Which he might. You won't be reading much of Guambat until April.

Not that there are that many "youse" out there reading Guambat anyway.

$10 Billion Gaap between model and market

David Gaffen of the WSJ MarketBeat blog explains as how that $1 billion dollar loss earlier announced by AIG is not as bad as announced.

No sir, it's eleven times worse. It's "an $11 billion write-down in derivatives exposure to subprime debt that was originally estimated at a $1 billion loss".

The losses are related to the company’s exposure to what’s known as the “super senior” tranches of subprime debt.

The company says these losses are “not material”.

Because the losses may not materialize, — the mark-downs reflect expectations of default, not actual defaults — Morgan Stanley analysts say this should reverse, and they estimate perhaps a $900 million eventual actual loss, rather than the $11.25 billion “cumulative unrealized mark-to-market valuation losses embedded in the GAAP results recorded thus far.”

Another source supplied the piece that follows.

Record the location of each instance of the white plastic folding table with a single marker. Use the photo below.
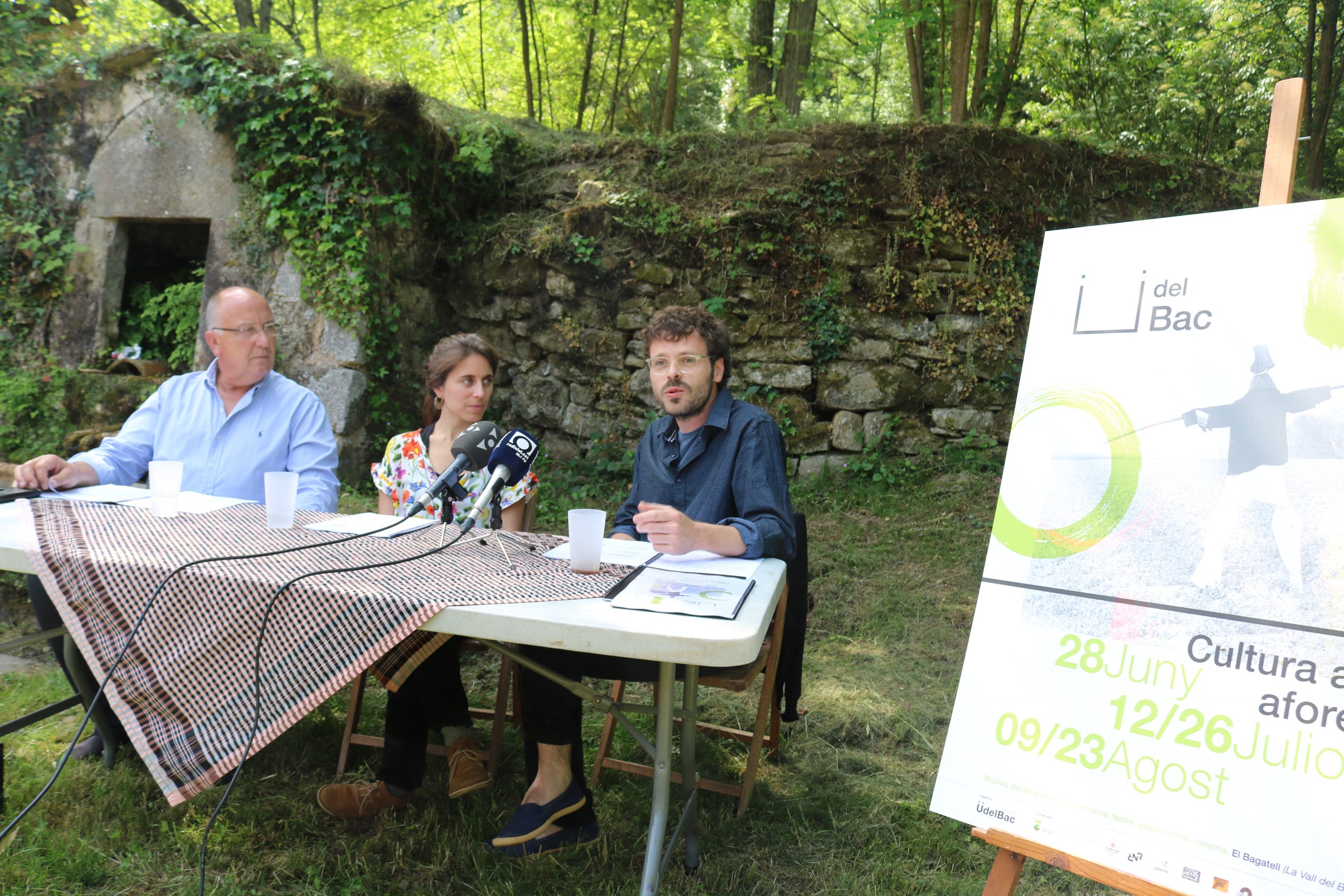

Guambat's broker calls that a "margin call", and it feels pretty material to Guambat.

The penny dropped

Guambat was amused and delighted by all the pretty little coins with exotic animals on them when he moved to Australia. Then he began to get holes in his pockets as all those coins bulged up, from pennies to pounds. There were not only pennies but two-penny coins as well.

Then Australia dumped the pennies, and two-pennies alike. Not dumped as in cutting a hole in the centre, but dumped as in dumped. Turns out it made sense to end the minted cents, and they haven't looked back since.

Coming back to America, with its plentiful pennies from heaven, was like running into an old friend you just rather wouldn't hadda done. They just aren't as lucky or useful as they used to was. Haven't even seen one in a Weejun in don't know how long.

So, those types of observations coupled with the commodious price of commodities has some folks renewing "the call" to dump the US penny.

But the Treasurer says he has too many other things on his plate at the moment.